Now, for the bad news. That's "per capita" global demand for energy. And since we're about to welcome another couple of billion "capitas" gross global energy consumption will just keep increasing.
...while overall per capita energy demand would begin to fall, demand for electricity would double by 2060, the council said, requiring greater infrastructure investment in smart systems that promote energy efficiency.
The “phenomenal” growth of solar and wind energy is predicted to continue, while coal and oil will fade from the energy mix. Solar and wind accounted for 4% of power generation in 2014 but could supply up to 39% by 2060, while hydroelectric power and nuclear are also expected to grow.
But fossil fuels will remain the number one source of energy, having fallen just 5% since 1970 from 86% of energy supply to 81% in 2014.
The council drew up three scenarios to assess different areas of energy use.

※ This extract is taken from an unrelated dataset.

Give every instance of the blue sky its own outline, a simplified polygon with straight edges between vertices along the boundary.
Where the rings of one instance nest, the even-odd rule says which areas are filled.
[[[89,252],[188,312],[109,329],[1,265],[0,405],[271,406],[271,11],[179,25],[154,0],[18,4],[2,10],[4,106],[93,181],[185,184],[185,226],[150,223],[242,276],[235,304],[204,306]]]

The range of outcomes could see fossil fuels provide anything from 50% to 70% of energy by 2060, said the council, which is the UN-accredited global energy body.
Under two of the scenarios, oil production will peak in 2030 at between 94m barrels per day (bpd) and 103 mb/d, although the third scenario would see it peak and plateau at 104 m/bpd for a decade from 2040.
...But the council warned that keeping global warming below 2C would require an “exceptional and enduring effort, far beyond already pledged commitments and with very high carbon prices”.
Its predictions for carbon emissions vary wildly depending on the strength of efforts to tackle the problem, from a reduction of 61% by 2060 to a slight increase of 5%.
Overall, the report’s theme of a grand transition envisages lower population growth, radical new technologies, greater environmental challenges and a shift in economic and geopolitical power.
Oh yeah, and for all three scenarios presented by the Council, we'll shatter the "carbon budget" in the coming 30 to 40 years. However, if we're sticking with the 1.5C carbon budget, we'll blow through that in the next five years.